Me, the ornery old man of 26 had to explain to the teenagers that they're adults now and they can leave whenever the fuck they want. It's about choices now, not compulsion.
Except for a fact that the 15 mins rule absolves you from consequences from not being there - where absences can impact your grade. So far so, that some less important courses can get you a passing grade simply from going to the lectures.
Some teachers really should grow tf up. Why are they so butthurt over someone being present that they're adjusting test scores to fit?
If you can do all the assignments and compete the tests without showing up, there would be no problem.
However educational professionals have found out that the chance of you completing the tasks set for you is directly correlated to your showing up and praying attention.
Anything else both drops their own performance ratio, but, more importantly, is quite disrespectful of their profession.
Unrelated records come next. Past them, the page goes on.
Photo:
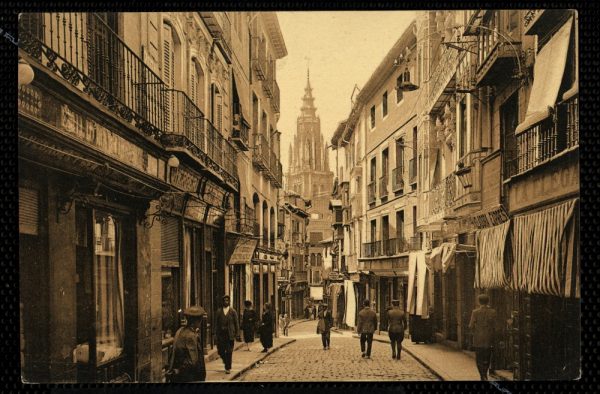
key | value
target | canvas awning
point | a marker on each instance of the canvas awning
(548, 74)
(545, 251)
(489, 270)
(335, 204)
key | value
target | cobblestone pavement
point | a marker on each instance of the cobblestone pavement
(305, 360)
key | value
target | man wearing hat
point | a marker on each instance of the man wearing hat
(324, 326)
(396, 327)
(228, 328)
(187, 359)
(483, 326)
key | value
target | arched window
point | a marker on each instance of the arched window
(197, 85)
(171, 70)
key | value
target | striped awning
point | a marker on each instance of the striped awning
(489, 270)
(545, 250)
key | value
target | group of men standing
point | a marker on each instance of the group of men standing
(187, 359)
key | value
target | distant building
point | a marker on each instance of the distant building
(310, 177)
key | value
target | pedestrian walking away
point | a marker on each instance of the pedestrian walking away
(396, 327)
(249, 322)
(286, 324)
(266, 328)
(324, 326)
(483, 326)
(227, 332)
(367, 323)
(187, 359)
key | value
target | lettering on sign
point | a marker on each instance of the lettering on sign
(541, 187)
(244, 250)
(87, 130)
(184, 180)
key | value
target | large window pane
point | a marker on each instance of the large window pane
(108, 275)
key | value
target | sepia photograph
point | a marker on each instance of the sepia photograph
(299, 196)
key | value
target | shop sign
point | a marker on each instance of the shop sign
(86, 130)
(195, 209)
(184, 180)
(244, 250)
(543, 186)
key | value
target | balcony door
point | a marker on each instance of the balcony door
(103, 51)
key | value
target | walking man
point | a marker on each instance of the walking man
(367, 323)
(396, 327)
(227, 331)
(483, 326)
(324, 326)
(187, 359)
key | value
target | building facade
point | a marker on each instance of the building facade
(492, 133)
(293, 281)
(130, 138)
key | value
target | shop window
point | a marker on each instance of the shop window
(28, 211)
(100, 292)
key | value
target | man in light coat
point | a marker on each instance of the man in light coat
(396, 327)
(483, 326)
(367, 323)
(228, 328)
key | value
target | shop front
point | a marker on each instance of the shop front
(85, 254)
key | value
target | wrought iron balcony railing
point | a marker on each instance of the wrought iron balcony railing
(240, 134)
(260, 156)
(412, 171)
(276, 100)
(371, 192)
(383, 189)
(546, 139)
(397, 179)
(442, 195)
(82, 49)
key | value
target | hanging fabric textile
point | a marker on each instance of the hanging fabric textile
(489, 269)
(545, 252)
(350, 318)
(417, 300)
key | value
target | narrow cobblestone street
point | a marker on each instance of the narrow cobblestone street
(305, 360)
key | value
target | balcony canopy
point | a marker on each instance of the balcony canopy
(548, 74)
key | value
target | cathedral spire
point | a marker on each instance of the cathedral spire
(308, 106)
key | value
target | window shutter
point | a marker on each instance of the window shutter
(28, 211)
(169, 241)
(167, 71)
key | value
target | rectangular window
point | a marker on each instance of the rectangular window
(463, 128)
(373, 117)
(373, 230)
(399, 94)
(400, 224)
(384, 104)
(28, 211)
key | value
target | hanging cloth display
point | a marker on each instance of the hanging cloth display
(545, 252)
(489, 269)
(350, 318)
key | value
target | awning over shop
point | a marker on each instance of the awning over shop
(335, 204)
(548, 74)
(442, 257)
(489, 269)
(545, 250)
(243, 251)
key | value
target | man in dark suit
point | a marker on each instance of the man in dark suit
(227, 329)
(396, 327)
(367, 323)
(483, 326)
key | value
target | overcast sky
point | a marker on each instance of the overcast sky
(344, 48)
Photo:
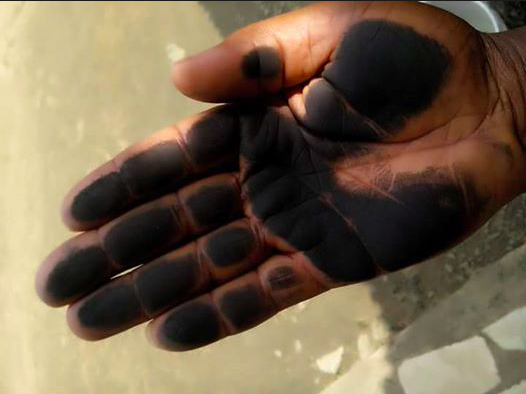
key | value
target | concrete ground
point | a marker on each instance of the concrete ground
(80, 81)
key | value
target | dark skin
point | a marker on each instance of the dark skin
(361, 138)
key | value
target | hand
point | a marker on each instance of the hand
(361, 138)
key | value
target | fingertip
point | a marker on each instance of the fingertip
(76, 327)
(215, 75)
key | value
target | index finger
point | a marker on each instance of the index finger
(161, 162)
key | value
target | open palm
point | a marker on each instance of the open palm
(359, 139)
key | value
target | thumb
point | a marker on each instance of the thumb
(267, 56)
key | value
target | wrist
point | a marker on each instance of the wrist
(506, 54)
(506, 74)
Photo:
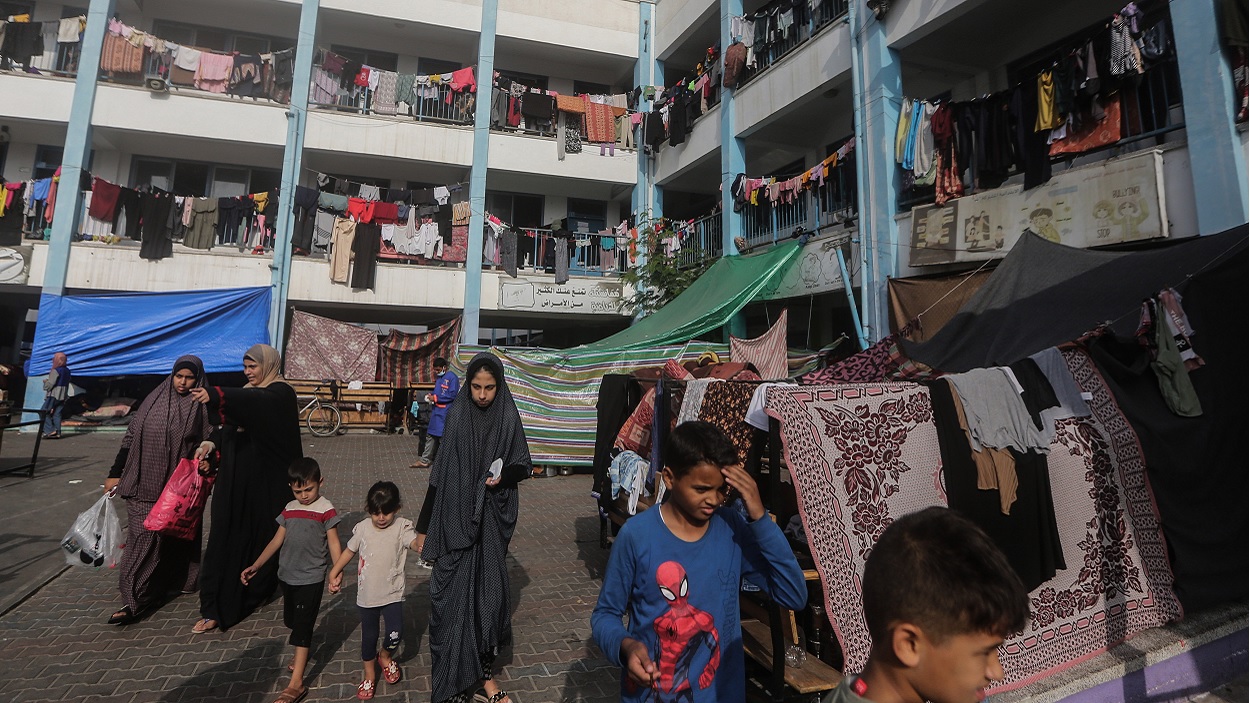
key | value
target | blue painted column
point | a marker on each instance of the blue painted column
(878, 94)
(1215, 153)
(644, 71)
(654, 190)
(69, 198)
(78, 148)
(733, 148)
(293, 163)
(478, 174)
(733, 161)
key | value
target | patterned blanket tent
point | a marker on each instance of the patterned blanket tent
(408, 359)
(320, 348)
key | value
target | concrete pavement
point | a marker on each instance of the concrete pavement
(55, 644)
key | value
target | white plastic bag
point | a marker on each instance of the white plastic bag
(95, 539)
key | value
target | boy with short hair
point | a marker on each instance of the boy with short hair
(676, 571)
(939, 599)
(309, 542)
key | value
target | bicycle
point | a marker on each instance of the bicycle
(324, 418)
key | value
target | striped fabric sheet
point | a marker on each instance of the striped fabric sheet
(556, 390)
(768, 352)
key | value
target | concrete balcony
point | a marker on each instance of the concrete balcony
(703, 143)
(35, 98)
(530, 164)
(795, 79)
(676, 21)
(101, 267)
(190, 114)
(390, 138)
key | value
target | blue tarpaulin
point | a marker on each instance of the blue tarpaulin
(145, 333)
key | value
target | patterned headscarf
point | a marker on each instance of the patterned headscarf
(165, 428)
(270, 363)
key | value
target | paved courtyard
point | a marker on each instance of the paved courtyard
(55, 644)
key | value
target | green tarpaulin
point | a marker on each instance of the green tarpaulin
(709, 303)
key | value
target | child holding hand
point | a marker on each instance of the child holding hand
(309, 541)
(381, 542)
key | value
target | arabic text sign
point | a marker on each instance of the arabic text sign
(576, 295)
(1105, 203)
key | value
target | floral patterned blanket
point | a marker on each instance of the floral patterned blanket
(863, 454)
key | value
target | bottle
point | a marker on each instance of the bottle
(816, 641)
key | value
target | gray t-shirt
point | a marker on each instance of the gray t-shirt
(305, 554)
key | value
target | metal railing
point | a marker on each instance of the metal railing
(433, 104)
(588, 255)
(816, 18)
(1148, 114)
(701, 242)
(829, 204)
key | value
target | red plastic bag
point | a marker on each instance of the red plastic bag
(180, 507)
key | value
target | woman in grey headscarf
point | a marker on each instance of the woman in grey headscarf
(469, 517)
(169, 425)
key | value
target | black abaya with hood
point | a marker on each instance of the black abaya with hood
(470, 528)
(259, 439)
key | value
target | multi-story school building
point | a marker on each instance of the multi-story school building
(446, 143)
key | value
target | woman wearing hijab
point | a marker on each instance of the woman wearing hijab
(258, 439)
(469, 515)
(168, 427)
(56, 387)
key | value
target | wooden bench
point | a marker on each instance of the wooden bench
(358, 405)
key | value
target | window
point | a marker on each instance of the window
(218, 39)
(200, 179)
(48, 159)
(383, 60)
(516, 209)
(581, 86)
(586, 215)
(528, 80)
(430, 66)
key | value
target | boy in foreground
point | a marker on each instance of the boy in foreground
(306, 542)
(678, 568)
(939, 599)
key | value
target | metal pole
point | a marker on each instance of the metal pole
(478, 174)
(293, 161)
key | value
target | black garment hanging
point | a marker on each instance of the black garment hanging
(1029, 537)
(129, 203)
(364, 249)
(158, 215)
(305, 214)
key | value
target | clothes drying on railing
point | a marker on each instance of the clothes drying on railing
(1076, 104)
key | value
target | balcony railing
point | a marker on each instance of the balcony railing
(815, 18)
(588, 255)
(701, 242)
(825, 205)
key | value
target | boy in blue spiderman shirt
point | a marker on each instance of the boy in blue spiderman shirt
(676, 571)
(446, 385)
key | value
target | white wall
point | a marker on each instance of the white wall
(675, 20)
(608, 26)
(700, 141)
(823, 60)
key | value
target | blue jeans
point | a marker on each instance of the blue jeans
(53, 415)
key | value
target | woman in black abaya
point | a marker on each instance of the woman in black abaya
(259, 438)
(469, 517)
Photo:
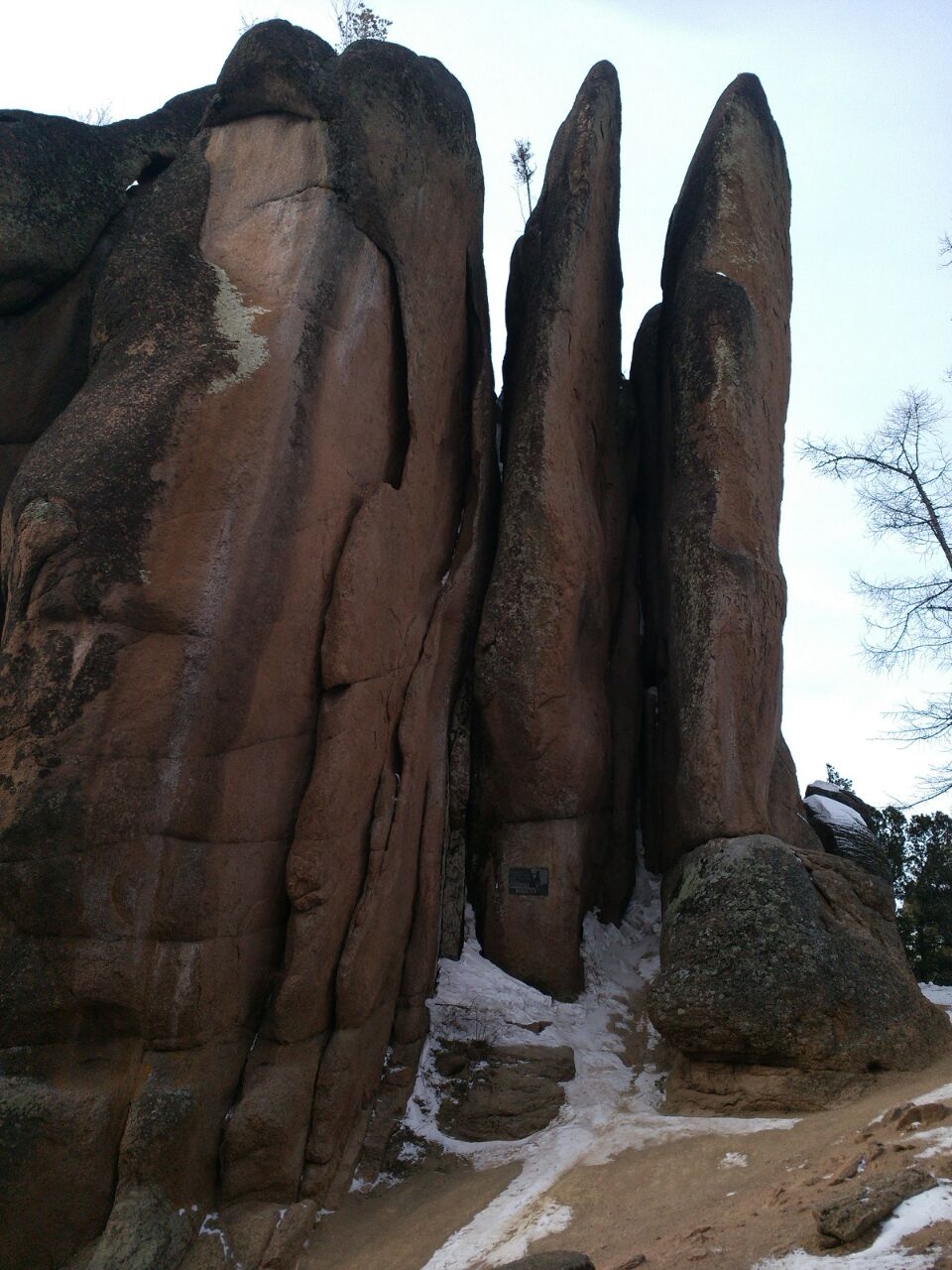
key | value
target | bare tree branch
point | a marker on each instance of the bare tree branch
(902, 480)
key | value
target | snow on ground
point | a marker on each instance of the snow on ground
(885, 1254)
(608, 1106)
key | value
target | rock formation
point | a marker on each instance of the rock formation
(241, 570)
(783, 976)
(543, 762)
(280, 677)
(711, 371)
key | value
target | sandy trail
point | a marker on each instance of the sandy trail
(613, 1176)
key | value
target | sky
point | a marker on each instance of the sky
(862, 94)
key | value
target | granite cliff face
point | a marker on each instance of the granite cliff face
(543, 751)
(241, 572)
(714, 371)
(278, 674)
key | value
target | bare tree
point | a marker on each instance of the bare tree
(902, 477)
(357, 21)
(96, 114)
(522, 160)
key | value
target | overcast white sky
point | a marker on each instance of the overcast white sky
(862, 93)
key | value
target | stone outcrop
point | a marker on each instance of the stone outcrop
(867, 1203)
(844, 825)
(62, 185)
(497, 1093)
(711, 370)
(780, 957)
(281, 683)
(243, 570)
(543, 766)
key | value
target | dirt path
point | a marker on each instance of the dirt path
(721, 1199)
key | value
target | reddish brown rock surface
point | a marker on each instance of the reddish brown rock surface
(715, 381)
(543, 722)
(241, 572)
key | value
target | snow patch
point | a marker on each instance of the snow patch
(885, 1254)
(837, 815)
(608, 1107)
(235, 322)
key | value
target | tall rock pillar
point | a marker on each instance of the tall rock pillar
(714, 372)
(542, 824)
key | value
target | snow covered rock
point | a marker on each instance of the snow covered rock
(778, 957)
(497, 1093)
(844, 826)
(867, 1203)
(551, 1261)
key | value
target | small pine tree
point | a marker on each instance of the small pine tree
(357, 21)
(522, 160)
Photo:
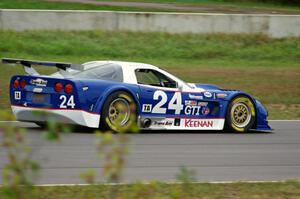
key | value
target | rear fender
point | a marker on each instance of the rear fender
(132, 91)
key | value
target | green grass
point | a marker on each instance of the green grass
(42, 4)
(156, 190)
(267, 68)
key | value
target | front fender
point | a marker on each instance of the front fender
(261, 118)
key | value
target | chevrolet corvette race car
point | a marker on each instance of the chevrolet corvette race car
(101, 94)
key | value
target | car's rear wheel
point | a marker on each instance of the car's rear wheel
(240, 115)
(119, 112)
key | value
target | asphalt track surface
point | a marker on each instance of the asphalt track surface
(214, 156)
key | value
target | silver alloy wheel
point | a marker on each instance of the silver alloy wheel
(240, 115)
(119, 112)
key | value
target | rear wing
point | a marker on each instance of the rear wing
(27, 64)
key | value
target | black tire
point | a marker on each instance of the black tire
(125, 115)
(241, 114)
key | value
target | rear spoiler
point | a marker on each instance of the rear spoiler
(27, 64)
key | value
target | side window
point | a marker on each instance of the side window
(154, 78)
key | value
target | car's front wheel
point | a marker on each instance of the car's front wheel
(119, 112)
(240, 115)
Therefore you show up in time and compete your tasks before the deadline. Also disruptive behaviour in class is frowned upon as you negatively impact the ability of others to perform well.
So if you enroll in education, you follow the rules. If you didn't, you kind of have a point.
But if you think yourself a special care of genius that doesn't need to study and show up for class, please stay clear of education.
I do think showing up and paying attention is the right approach, it's what I prefer to do too!
But as you mentioned, "the chance of you completing the tasks set for you" ... aka tasks and tests that are used to measure performance. That should be used, not some correlative excuse for educators not to do their jobs
Agreed with your last statement. Respect is a reciprocal affair
Most teachers are very respectable. But grading for petty reasons? that's not respectful. Especially if it's for a paid service that you're getting paid, and are able to do regardless of all students being present
That's what reciprocal means tbh
Someone has more to their personal life, some teachers reciprocate by being a petty Karen. I don't think that's the right approach
Yeah, nobody is ever able to complete university level study without sitting in lecture halls listening to egotistical professors ramble on, that's not possible...
https://en.m.wikipedia.org/wiki/Open_University
Not saying it's not possible. Just that the system is like that for a reason. And it's really silly if you sign into a specific curriculum and not plan to adhere to it's rules.
It's like buying an expensive tool and throw out the manual, use it in a way it's not designed to and then complain about it.
You can just not enroll, or enroll in a open uni, like you posted. But don't enroll, go against the rules and then complain.